Step 4: Set up Ingress#
This is the step in the process where the light bulb of Kubernetes went off over my head. What is Ingress? It is a way to route external requests to services running on the Kubernetes cluster. It watches services moving around the Kubernetes cluster, and directs traffic to them internally based upon external requests. This bit of the infrastructure is what connected the box diagrams of an externally-accessible IP and port, to an internal service running in the service subnet. I used the yaml templates from the kubernetes/ingress/examples/deployment/nginx Github repo, modifying only for the namespace. Why did I modify the namespace? Ingress currently only will route to services in the same namespace as it runs. Since I run my containers in the ‘default’ namespace, and not kube-system (where I try to keep more infrastructure-type pods), I modified the templates accordingly. Then to route to my service based upon a name-based virtual host, the ingress yaml looks like this:
apiVersion: extensions/v1beta1
kind: Ingress
metadata:
name: ingress1
namespace: default
spec:
rules:
- host: foo.server.localdomain.net
http:
paths:
- path: /
backend:
serviceName: foo-service
servicePort: 80
Things I learned#
Being able to access a command line in a busybox container in a pod on the Kubernetes cluster is very helpful. Why? It helped clear up the fact that you can’t just ping or nmap service IPs from outside the cluster, or even from the host VM. It just didn’t make sense until:
$ kubectl exec -ti busybox -- /bin/sh
/ # nslookup kubernetes.default.svc.cluster.local
Server: 10.11.0.2
Address 1: 10.11.0.2 kube-dns.kube-system.svc.cluster.local
Name: kubernetes.default.svc.cluster.local
Address 1: 10.11.0.1 kubernetes.default.svc.cluster.local
The nginx-ingress-controller is the service that is actually externally accessible (hosts NOT in the Kubernetes cluster).

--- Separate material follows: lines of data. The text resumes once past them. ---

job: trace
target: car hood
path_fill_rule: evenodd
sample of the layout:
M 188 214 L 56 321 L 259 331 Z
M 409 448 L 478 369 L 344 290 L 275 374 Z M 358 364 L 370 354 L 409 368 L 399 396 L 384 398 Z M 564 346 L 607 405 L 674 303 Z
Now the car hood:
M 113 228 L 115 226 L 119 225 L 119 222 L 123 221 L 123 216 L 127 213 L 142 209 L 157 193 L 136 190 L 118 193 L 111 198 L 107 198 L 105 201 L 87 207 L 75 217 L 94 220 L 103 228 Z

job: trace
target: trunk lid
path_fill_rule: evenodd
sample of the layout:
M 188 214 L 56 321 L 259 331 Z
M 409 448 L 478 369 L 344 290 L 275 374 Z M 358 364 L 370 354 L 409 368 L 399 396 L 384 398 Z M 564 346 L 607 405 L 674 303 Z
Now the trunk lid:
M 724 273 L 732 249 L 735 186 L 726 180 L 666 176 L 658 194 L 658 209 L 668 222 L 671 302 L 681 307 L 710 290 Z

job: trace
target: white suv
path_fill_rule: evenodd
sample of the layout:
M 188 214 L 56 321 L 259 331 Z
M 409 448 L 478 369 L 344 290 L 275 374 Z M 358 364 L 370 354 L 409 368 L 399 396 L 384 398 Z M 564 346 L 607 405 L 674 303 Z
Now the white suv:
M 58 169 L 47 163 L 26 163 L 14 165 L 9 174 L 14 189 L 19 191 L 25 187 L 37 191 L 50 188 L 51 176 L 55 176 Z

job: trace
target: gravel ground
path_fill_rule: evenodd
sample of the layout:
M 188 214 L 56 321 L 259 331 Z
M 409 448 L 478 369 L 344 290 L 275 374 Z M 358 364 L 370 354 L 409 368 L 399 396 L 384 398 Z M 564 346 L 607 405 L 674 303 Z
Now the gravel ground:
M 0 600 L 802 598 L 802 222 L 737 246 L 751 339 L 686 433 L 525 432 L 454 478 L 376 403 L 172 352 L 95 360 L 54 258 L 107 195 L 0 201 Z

The ingress-controller’s IP is where DNS entries for a particular named-based virtually-hosted FQDN need to point at. If that node gets restarted, there is the potential for the controller to move to another host, therefore breaking your FQDN-to-IP mapping. Follow up action item: spread the nginx-ingress-controller to every node (or a pool of nodes that run as inbound proxies) and assign your DNS entry to all those IPs. That ‘should’ work through node reboots.